Санька слушала, как очарованный кролик. У Аталии морщинки забегали на лоб. Протянув пустой стакан: «Налей», — говорила:
— Мой друг, я все же не понимаю, почему вы страшитесь принять любовь Августа, — он страдает… Добродетель — только признак недостатка ума. Добродетелью женщина прикрывает нравственное уродство, как испанская королева — глухим платьем дряблую грудь… Но вы умны, вы — блестящи… Вы влюблены в мужа. Никто не мешает изъявлять к нему ваши пылкие чувства, только не делайте этого явно. Не будьте смешны, друг мой. Добрый горожанин в воскресный день идет гулять со своей супругой, держа ее ниже талии, чтобы никто не осмелился отнять у него это сокровище… Но мы — женщины рафине, — это обязывает…
За кружевами чепчика не было видно Санькиного опущенного лица. Что ей было делать? Могла плясать хоть сутки, не присаживаясь, выламываться под какую угодно греческую богиню, в ночь прочесть книжку, наизусть заучить вирши… Но некоторого в себе не могла пересилить: сгорела бы от стыда, замучилась бы после, уговори ее Аталия по-женски пожалеть короля… («Все это будет, будет, конечно, но не сейчас».) Как объяснить? Не признаться же, что не на Парнасе родилась, — пасла коров, что готова бы расстаться с добродетелью, но чего-то из себя еще не в силах выдрать, будто маменькины страшные глаза стерегут заветное, стержень какой-то…
Аталия не настаивала. Ущипнув Саньку за щеку, переводила разговор:
— Моя мечта — увидеть царя Петра. О, я с благоговением поцелую эту руку, умеющую держать молот и меч. Царь Петр напоминает мне Геркулеса — его двенадцать подвигов, — он бьется с гидрой, он очищает конюшни Авгия, он поднимает на плечах земной шар… Неужели не сказка, мой друг, что за несколько лет царь Петр создал могучий флот и непобедимую армию? Я хочу знать имена всех маршалов, всех генералов. Ваш государь — достойный противник королю Карлу. Европа ждет, когда наконец московский орел вонзит когти в гриву шведского льва. Вы должны утолить мое любопытство…
Всякий раз Аталия сворачивала разговор на московские дела. Санька отвечала, как умела. Не понимала, почему ей становится неприятен настороженно-вкрадчивый голос подруги… Потом, в постели, натянув одеяло до носа, долго не могла заснуть, растревоженная ночными разговорами. Ах, не легка была эта самая «рафине»…

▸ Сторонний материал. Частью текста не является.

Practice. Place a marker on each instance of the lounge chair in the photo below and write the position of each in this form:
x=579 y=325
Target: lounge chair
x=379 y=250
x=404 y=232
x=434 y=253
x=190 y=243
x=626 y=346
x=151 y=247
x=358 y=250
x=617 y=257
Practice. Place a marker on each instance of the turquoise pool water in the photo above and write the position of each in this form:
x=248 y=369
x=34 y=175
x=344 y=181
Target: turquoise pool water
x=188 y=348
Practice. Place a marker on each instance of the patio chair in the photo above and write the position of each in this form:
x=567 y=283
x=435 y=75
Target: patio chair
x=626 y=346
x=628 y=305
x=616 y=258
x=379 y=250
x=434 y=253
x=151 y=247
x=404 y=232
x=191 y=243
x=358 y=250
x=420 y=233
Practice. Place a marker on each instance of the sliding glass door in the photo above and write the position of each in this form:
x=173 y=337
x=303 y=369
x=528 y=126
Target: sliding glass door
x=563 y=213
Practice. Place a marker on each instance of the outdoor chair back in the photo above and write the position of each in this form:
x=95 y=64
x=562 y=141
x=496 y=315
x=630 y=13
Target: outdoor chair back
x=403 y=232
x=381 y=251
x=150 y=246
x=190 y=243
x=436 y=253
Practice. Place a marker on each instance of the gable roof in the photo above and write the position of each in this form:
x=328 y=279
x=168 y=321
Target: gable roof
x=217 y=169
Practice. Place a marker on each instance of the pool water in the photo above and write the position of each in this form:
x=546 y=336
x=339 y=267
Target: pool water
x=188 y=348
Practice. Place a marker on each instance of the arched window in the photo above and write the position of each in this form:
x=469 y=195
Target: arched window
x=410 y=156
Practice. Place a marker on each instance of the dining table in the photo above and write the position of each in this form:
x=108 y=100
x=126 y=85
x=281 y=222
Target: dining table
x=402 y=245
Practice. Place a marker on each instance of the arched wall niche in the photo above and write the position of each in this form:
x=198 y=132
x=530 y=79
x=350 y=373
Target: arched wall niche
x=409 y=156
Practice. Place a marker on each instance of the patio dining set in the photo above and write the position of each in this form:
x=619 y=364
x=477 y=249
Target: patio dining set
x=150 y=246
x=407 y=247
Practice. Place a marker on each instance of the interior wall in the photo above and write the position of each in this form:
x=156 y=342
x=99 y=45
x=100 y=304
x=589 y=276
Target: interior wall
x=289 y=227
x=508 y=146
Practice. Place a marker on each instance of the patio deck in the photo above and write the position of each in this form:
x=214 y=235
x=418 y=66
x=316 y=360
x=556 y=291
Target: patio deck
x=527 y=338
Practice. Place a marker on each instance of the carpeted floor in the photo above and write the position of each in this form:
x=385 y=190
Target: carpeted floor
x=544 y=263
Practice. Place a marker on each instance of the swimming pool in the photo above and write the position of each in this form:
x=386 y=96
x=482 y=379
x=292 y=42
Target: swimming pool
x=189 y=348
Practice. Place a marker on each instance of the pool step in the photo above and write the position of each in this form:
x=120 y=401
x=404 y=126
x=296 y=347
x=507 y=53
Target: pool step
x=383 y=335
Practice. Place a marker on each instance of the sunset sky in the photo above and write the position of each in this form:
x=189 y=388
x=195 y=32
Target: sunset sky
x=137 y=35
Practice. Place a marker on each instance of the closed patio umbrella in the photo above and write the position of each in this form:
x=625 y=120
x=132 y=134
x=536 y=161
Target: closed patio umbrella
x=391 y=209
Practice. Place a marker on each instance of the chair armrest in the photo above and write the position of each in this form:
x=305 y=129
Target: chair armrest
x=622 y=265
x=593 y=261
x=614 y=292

«…И наконец вся эта коалиция — не более чем листок бумаги, способный испугать почтенных сенаторов, — не вашу пылкую отвагу… Датчане не посмеют нарушить мира, — верьте женской проницательности. Царь Петр связан переговорами о мире — он не выступит, покуда турки не развяжут ему рук. Но этого не случится. Дьяк Украинцев роздал визирям все свои шубы на соболях, — ему больше нечего сказать. Царь Петр стремился напугать турок спуском нового воронежского флота, — вместо того заставил весьма насторожиться англичан и голландцев. Их послы в Константинополе и слышать не хотят о русских кораблях в Черном море. Всех непримиримее польский посол Лещинский, смертельный враг Августа. Он умолял султана именем Ржечи Посполитой помочь полякам добыть у русских Украину с Киевом и Полтавой.